Data Science with Spark
This training empowers you as a data scientist to use Spark to do data science and apply machine learning models. You will learn how to use Spark in combination with Python and Jupyter notebooks and develop skills to use Spark from the command line, notebooks, and scripts. This training also teaches you to work with Data Frames, apply machine learning algorithms in Spark, and use Pipelines and Cross Validation.
Audience Profiel: Data Science with Spark Training
You will benefit from the Data Science with Spark Training if:
You are interested in learning what Spark is and how to use Spark, to do data science and apply machine learning models. Moreover, this training is for you if you want to learn more about H20, GraphX, and other libraries built on top of Spark.

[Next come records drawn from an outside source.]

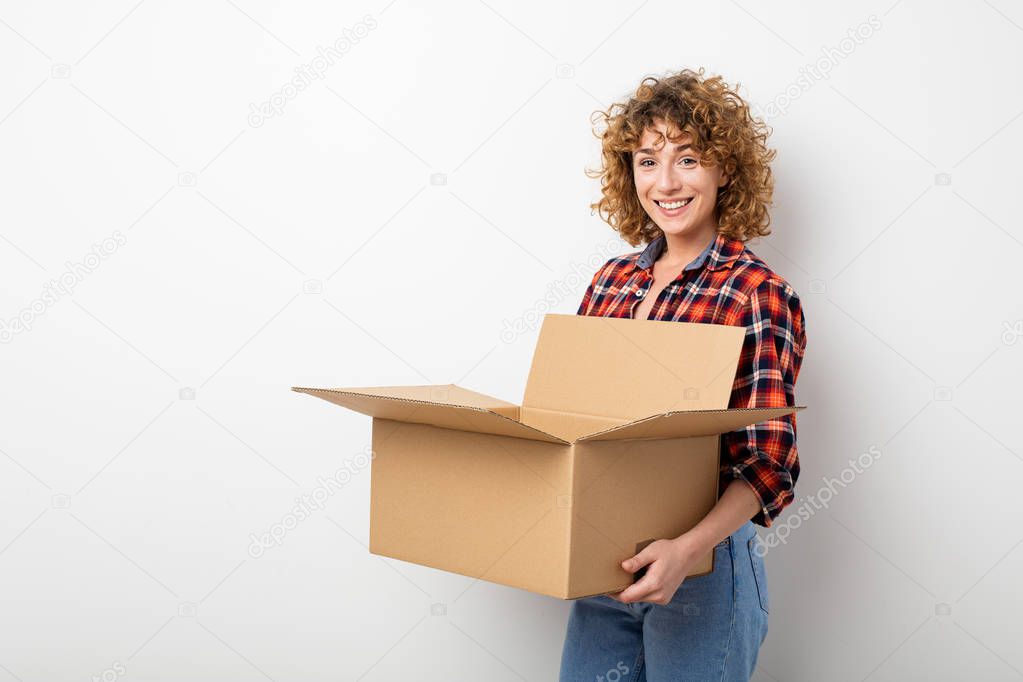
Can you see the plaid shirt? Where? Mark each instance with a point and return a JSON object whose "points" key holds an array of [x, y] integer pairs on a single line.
{"points": [[728, 284]]}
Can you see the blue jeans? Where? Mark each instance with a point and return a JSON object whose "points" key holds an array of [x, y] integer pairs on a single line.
{"points": [[711, 630]]}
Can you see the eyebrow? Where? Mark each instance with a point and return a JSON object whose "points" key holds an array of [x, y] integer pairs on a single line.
{"points": [[648, 150]]}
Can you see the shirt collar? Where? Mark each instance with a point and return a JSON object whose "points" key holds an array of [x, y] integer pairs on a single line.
{"points": [[720, 253]]}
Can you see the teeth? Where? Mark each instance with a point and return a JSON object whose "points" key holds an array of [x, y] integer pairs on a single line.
{"points": [[673, 205]]}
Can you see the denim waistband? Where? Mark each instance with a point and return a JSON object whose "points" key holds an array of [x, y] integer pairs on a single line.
{"points": [[742, 534]]}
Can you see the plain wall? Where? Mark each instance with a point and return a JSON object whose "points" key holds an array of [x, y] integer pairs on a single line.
{"points": [[390, 223]]}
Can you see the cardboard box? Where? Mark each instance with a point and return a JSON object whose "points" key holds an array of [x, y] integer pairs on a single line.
{"points": [[616, 444]]}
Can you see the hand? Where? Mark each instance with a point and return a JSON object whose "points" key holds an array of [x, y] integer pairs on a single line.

Achievements upon completion
Through instructor-led discussion and interactive, hands-on exercises, you will master the tools that
Spark offer to perform large-scale data science.
- What Spark is
- How to use it in combination with Python and Jupyter notebook
- What RDD’s are and how to use them
- How stages and tasks influence your Spark jobs
- What is the best data format to use with Spark
- What Data Frames are and how to use them
- How to convert between pandas and Spark DataFrames
- How to use the Spark's built-in machine learning libraries to do regression,
classification, clustering, and ALS
- How to use MLlib Pipelines and how to do cross validation
- The differences between the R, Python, and Scala libraries
You will have hands-on experience in:
- Using Spark from the command line, notebooks, and from scripts
- Loading and saving RDD's using Parquet
You will have the skills to:
- Work with Data Frames
- Apply machine learning algorithms in Spark
- Use Pipelines and Cross Validation
- Use GraphX
!Please note, that you need to bring your own laptop for this training.
This laptop should meet the following requirements:
- At least 8GB RAM
- 25GB of free hard disk space
- USB Port accessible